Conference Notes

Mason Comes Back to End Towson’s Tournament Run

RICHMOND, Va. – With 8:39 left in the second Colonial Athletic Assciation semifinal and down by 4 (43-39), Jim Larranaga’s George Mason Patriots came out of a time-out full-court pressing the upstart Towson team.  The Tigers beat the press easily that possession, and there was senior Rocky Coleman with the ball leading a two-on-one break, lobbing to junior Calvin Lee for the dunk that would have extended Towson’s lead to 6 and brought the house down.  Alas, the pass was in inch too high, sailed off Lee’s outstretched fingertips for a turnover, and instead of nailing the coffin shut on Mason, Towson left the door open.

Led by sophomore point guard Cam Long’s 3-point shooting, from that point on George Mason outscored Towson 17-5 to come away with a hard-fought CAA semifinal win, 56-48.

The undermanned Towson team showed that reckless abandon Pat Kennedy had talked about the previous night, particularly on the defensive end.  While being outrebounded by Darryl Monroe, Louis Birdsong and friends 42-34 in the game, Towson stayed in the game (and led by as many as six with nine minutes remaining) on the strength of 10 interior blocked shots (and that’s just the number the scorer was able to record), four by senior Junior Hairston, three by sophomore Robert Nwankwo, and three by junior JUCO transfer Calvin Lee.  But it was not enough.

First, Nwankwo dominated the first half as much as anyone could with just two points and one rebound, blocking two shots (at least) and changing countless others.  And in the biggest change of momentum imaginable, first Nwankwo dunked off a pass from Coleman with 15 seconds left in the half to tie the game at 26, only to see a trey from six feet behind the arc by Mason’s Dre Smith at the buzzer give Mason a three-point lead at the intermission, 29-26.

No matter the final score, the second half belonged to Towson’s Lee, as the junior grew up on the big stage this night.  In that half alone, showing great confidence and athleticism, Lee had four points, seven rebounds, and a block, and was a force to be reckoned with on the inside.  And from Lee’s point of view, as well as Kennedy’s, one can only think back to that Coleman lob that missed Lee by inches and ask what might have been.

Monroe lead Mason with 15 points on 6-11 shooting and seven rebounds, and his running mate Louis Birdsong had nine boards, six points, and showed the game over by circling out with his dribble after catching a baseball press-breaking pass in the last minute.  Cam Long finished with 14 on 5-11 and 4-7 (nine on three treys in the second half), and added six rebounds and five assists, with one turnover in 33 minutes at the point.

Josh Thornton kept the Tigers in the game from the perimeter with 15 points on 5-12 and 3-10, and freshman point guard Troy Franklin from Mt.
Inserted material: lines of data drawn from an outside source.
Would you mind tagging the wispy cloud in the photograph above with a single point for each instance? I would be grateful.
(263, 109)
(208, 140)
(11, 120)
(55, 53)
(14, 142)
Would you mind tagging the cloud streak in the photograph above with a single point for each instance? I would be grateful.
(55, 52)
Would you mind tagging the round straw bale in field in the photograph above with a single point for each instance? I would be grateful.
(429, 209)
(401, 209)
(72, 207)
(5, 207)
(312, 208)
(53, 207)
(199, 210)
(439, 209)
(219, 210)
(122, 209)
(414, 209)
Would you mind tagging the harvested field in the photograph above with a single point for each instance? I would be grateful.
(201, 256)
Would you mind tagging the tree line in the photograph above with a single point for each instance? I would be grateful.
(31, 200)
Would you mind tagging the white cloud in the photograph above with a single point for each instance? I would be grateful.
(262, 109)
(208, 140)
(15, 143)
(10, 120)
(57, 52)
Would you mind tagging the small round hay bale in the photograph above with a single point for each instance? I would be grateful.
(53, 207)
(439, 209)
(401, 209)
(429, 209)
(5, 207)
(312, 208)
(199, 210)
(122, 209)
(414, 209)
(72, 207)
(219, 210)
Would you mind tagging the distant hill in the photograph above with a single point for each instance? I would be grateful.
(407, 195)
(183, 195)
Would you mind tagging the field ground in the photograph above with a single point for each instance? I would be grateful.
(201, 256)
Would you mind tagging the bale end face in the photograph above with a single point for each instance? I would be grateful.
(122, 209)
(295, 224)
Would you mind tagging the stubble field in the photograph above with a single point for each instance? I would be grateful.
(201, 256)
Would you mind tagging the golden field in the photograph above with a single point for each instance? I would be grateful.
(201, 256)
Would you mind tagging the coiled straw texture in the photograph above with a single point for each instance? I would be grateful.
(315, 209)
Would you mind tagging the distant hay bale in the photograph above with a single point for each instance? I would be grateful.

Carmel High School in Baltimore had a second straight good game on the ball, and scored 10 on 4-8 shooting.

Larranaga told the media that he thought Towson played “as hard as a team can play.”   Admitting some fatigue showing up in his team’s early shooting and late rebounding, Kennedy was proud of his group, particularly of senior forward Hairston.  Surprisingly, Pat again answered a question this writer had posed last night, when we asked “what took you so long,” talking about having six players on his roster who sat out last year, eight who had never played together, and adding simply that it “took a while.”  Kennedy agreed with tonight’s question, that being whether “Calvin Lee grew up before our eyes,” and thought Lee and Thornton would bring their improved tournament play into next season, when they’ll be joined by solid incoming recruiting class.

So yet another all-Virginia Final is set in the CAA tomorrow night, with VCU and George Mason, the conference’s two signature programs, set to meet tomorrow night at 7 p.m. eastern.  These two teams last met in a final two years ago, when 6th seeded Mason ran all the way to the final, even led 39 minutes into the game, before that famous steal and basket by then-sophomore Eric Maynor gave VCU the game, the tournament and the automatic bid, en route to a first-round upset of Duke.  Expect tomorrow night’s match to be just as good.